GSK hepatitis B hope bepirovirsen heads for phase 3 test
An antisense drug in development at GSK has shown further activity against hepatitis B virus (HBV) in a mid-stage trial, setting up a phase 3 assessment next year to see if it could offer a "functional cure" for the widespread disease.
Interim results from the phase 2b B-Clear showed that bepirovirsen reduced levels of hepatitis B surface antigen (HBsAg) and HBV DNA after 24 weeks' treatment to below the lower limit of detection in people with chronic hepatitis B, raising hopes that it could offer permanent cure, allowing safe termination of antiviral therapy.
Final results from the are due to be presented at a medical meeting later this year, said GSK in a statement.
HBV affects almost 300 million people worldwide, according to GSK, and while drugs to treat it are available – such as Gilead's polymerase inhibitor Viread (tenofovir) – there is still no curative treatment.
The hope is that bepirovirsen – also known as GSK3228836 – could fill that void for patients in whom the disease becomes chronic. The drug is designed to target viral DNA directly, which could give it a chance of targeting all traces of the virus in the body.

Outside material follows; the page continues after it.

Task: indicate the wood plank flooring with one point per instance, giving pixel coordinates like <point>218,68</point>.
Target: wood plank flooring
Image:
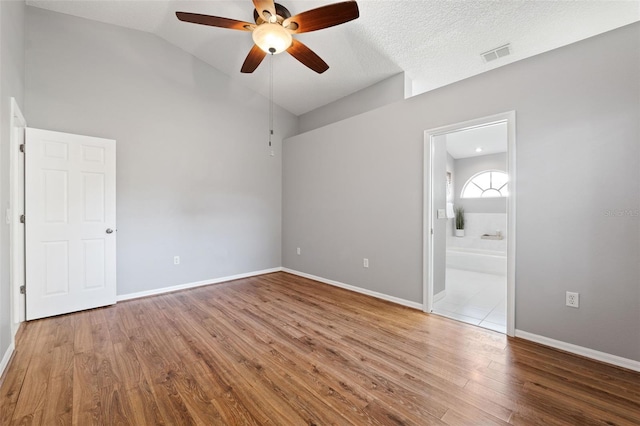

Most people are able to shake off HBV infection over time, with drug therapy reducing vial levels to the extent that the immune system can keep the virus under control. However, in a majority of children and a minority of adults, HBV infection can become chronic and lead to cirrhosis as well as liver cancer, whilst also allowing transmission of the virus to others.
Chronic HBV kills around 900,000 people every year, said GSK. The company's head of development, Chris Corsico, said that bepirovirsen has the potential to become a "transformative" therapy for the disease.
The drugmaker plans to start a phase 3 trial of bepirovirsen as a monotherapy in the first half of next year, and is also exploring use of the drug in combination with current therapies including pegylated interferon (PegIFN) and its experimental immunotherapies.
GSK licensed the drug from longstanding partner Ionis as part of a two-drug deal in 2019, paying $25 million upfront with milestone payments taking the value of the deal up to $262 million.
Analysts at William Blair have suggested that the market for an HBV cure could be around the same size as for hepatitis C virus, which peaked at around $10 billion a year but was a short-lived bonanza with sales falling sharply as the pool of eligible patients reduced.
GSK meanwhile has previously suggest that the HBV therapy could collectively achieve sales of more than £2 billion ($2.45 billion) at peak, part of a new wave of therapies that it reckons could add £20 billion to its top-line by 2031.
Potential rivals to the drug include Roche/Dicerna's DCR-HBV and Johnson & Johnson/Arrowhead's ARO-HBV, which are both also in mid-stage testing.